Posted on 11-Apr-2012 23:35:04
#40 ]
Super Member
Joined: 30-Sep-2008
Posts: 1059
From: Unknown

@djrikki

Quote:
Sure you'd find fun, back then kids used to play in this place called 'the park' in the 'great outdoors', making dens, causing trouble, throwing stones at the windows of the old man at the end of the street, kicked a football about, tennis, rugby- people were more sporty and active in 1980BC (before computers). Just look at the amount of fat people around these days- obesity is escalating out of control because kids don't go to 'the park' any longer and do what previously generations classed as 'normal behaviour'- they rather stay locked up indoors texting, blogging, stuck on facebook, posting pointless status updates like 'went outside earlier it was 8c... freezing!!!!' Ha when I was a young kid I'd play out in the snow all the time... but that's a topic for another time!


I meant technology rather than life in general. (Although ironically, 20 years ago I did do some of that stuff but probably spent more time indoors on my Amiga or playing games at friend's houses :)

If I traveled back in time now, knowing what we have today, or if my technology was reverted back to my set up in 1992. I wouldn't like to go back to the days of sitting tweaking my Workbench backdrop for something to do on a Saturday afternoon, having 4 TV channels and a VHS video recorder today. It was fine at the time because that's all we knew, but going back now, no thanks.

Even my Amiga set up today is great fun, being able to download any game or piece of software via an always on internet connection in seconds would have blown my mind when I was a kid, let alone having a 4 GIGABYTE solid state flash drive inside the machine that holds every game ever made for the machine!

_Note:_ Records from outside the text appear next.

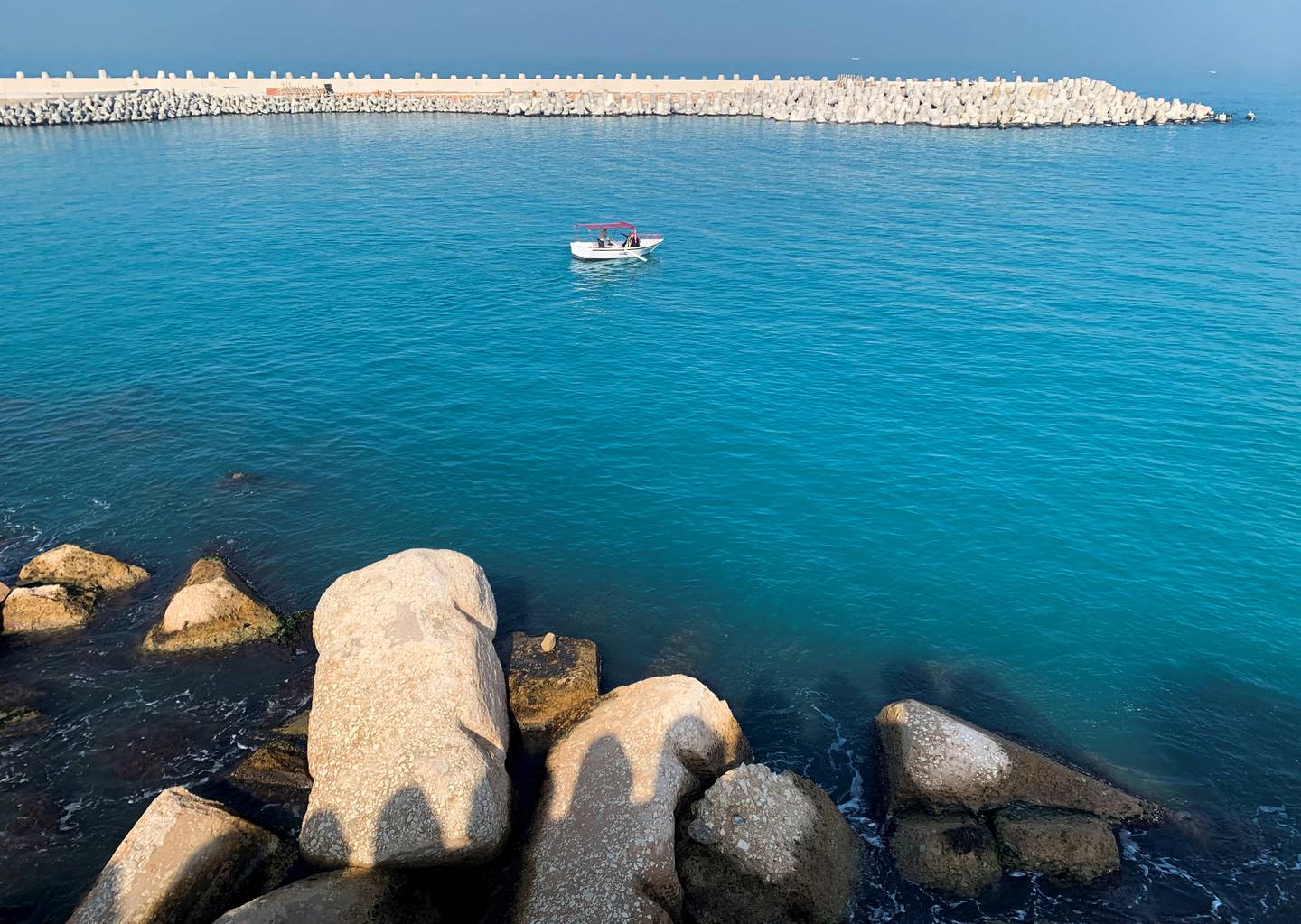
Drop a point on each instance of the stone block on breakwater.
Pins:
(46, 608)
(937, 761)
(408, 726)
(81, 567)
(213, 608)
(186, 861)
(602, 847)
(549, 686)
(951, 853)
(765, 847)
(1067, 846)
(1070, 102)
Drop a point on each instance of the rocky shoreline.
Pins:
(652, 807)
(854, 100)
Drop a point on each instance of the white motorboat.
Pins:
(594, 242)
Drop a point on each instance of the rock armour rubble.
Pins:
(980, 103)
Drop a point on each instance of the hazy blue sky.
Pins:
(1112, 39)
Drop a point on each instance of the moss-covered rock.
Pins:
(215, 608)
(952, 853)
(46, 608)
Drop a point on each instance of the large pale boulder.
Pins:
(602, 847)
(46, 608)
(82, 567)
(951, 853)
(340, 897)
(1063, 845)
(408, 726)
(213, 608)
(937, 761)
(763, 847)
(185, 862)
(549, 681)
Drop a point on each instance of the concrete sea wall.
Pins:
(863, 100)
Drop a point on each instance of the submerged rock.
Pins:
(295, 726)
(46, 608)
(1063, 845)
(937, 761)
(82, 567)
(213, 608)
(549, 687)
(342, 897)
(276, 772)
(16, 720)
(408, 725)
(602, 847)
(186, 861)
(766, 849)
(952, 853)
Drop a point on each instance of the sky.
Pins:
(1108, 39)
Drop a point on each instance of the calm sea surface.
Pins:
(1006, 421)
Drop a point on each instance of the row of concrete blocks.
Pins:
(945, 114)
(351, 76)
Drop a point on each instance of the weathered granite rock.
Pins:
(937, 761)
(1064, 845)
(766, 849)
(408, 725)
(185, 862)
(952, 853)
(213, 608)
(548, 688)
(340, 897)
(46, 608)
(276, 772)
(602, 847)
(82, 567)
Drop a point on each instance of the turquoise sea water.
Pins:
(1007, 421)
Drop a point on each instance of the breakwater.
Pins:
(860, 100)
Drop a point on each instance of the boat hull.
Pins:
(587, 250)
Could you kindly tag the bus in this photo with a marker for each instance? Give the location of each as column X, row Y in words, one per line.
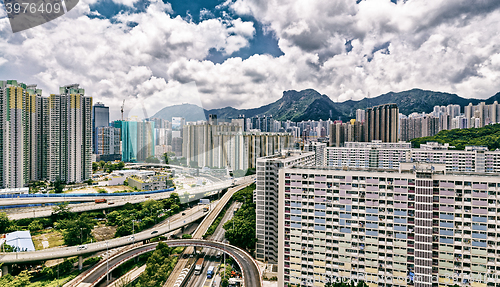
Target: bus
column 210, row 272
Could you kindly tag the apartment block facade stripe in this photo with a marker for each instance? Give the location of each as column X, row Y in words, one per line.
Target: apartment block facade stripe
column 414, row 226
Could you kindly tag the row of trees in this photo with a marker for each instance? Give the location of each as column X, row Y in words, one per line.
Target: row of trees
column 240, row 230
column 142, row 216
column 107, row 166
column 159, row 266
column 486, row 136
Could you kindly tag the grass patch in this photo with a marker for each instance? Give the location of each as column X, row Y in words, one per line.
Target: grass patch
column 52, row 236
column 63, row 279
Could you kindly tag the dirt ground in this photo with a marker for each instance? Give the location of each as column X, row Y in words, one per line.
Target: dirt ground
column 109, row 189
column 103, row 232
column 49, row 239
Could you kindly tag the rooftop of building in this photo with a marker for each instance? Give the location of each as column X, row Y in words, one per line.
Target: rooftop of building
column 406, row 168
column 289, row 155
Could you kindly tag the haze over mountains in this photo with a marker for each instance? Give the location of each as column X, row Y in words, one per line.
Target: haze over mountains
column 311, row 105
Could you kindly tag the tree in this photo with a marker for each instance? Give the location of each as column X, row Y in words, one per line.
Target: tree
column 21, row 280
column 61, row 211
column 4, row 222
column 58, row 186
column 241, row 233
column 35, row 225
column 76, row 231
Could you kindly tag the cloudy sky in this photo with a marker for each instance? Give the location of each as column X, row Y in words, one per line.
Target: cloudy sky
column 245, row 53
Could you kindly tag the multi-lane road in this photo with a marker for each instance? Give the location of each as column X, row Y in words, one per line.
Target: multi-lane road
column 251, row 275
column 53, row 253
column 98, row 273
column 244, row 260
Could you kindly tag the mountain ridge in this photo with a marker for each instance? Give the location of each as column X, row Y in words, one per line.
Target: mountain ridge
column 309, row 104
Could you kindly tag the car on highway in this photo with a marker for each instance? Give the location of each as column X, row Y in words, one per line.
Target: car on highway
column 81, row 247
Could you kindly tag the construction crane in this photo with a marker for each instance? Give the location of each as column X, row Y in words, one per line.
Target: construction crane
column 123, row 104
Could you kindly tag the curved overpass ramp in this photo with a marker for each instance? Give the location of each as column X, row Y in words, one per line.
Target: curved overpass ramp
column 249, row 268
column 54, row 253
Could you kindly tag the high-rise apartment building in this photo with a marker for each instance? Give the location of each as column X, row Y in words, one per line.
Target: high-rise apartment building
column 100, row 118
column 138, row 140
column 266, row 199
column 319, row 150
column 225, row 145
column 107, row 143
column 389, row 155
column 417, row 226
column 375, row 154
column 70, row 135
column 382, row 123
column 42, row 137
column 20, row 127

Hooked up to a 24" LCD screen, if you'd have told me that 20 years ago I wouldn't have believed it possible on the same machine, but the stuff we dreamed and fantasied about when we were kids is now possible, that's progress and I wouldn't like to un-do it.

That's before I've even mentioned surfing the web wirelessly on my iPad on the sofa, a book-sized device with a LCD display that's less than an inch thick... it still amazes me... or carrying around an iPhone that lets me connect to the internet and find out the answer to any question I could ever dream of, communicate with anyone in the world via video calls for free in seconds... that would have been in the realms of Star Trek when I was a kid, beyond imagination.

Technology today excites me more than it ever has, it's a great time to be into tech, we have all the memories of the old days, can still enjoy the old machines, games, apps of our youth, only with a lot more convenience (downloading Cannon Fodder or Lightwave from the EAB FTP server in 30 seconds VS loading it off floppy disks via mail-order on your single floppy drive machine), and he have these astounding new technologies as well. Best of both worlds.

Last edited by danwood on 11-Apr-2012 at 11:57 PM.
Last edited by danwood on 11-Apr-2012 at 11:56 PM.
Last edited by danwood on 11-Apr-2012 at 11:47 PM.
Last edited by danwood on 11-Apr-2012 at 11:46 PM.
Last edited by danwood on 11-Apr-2012 at 11:43 PM.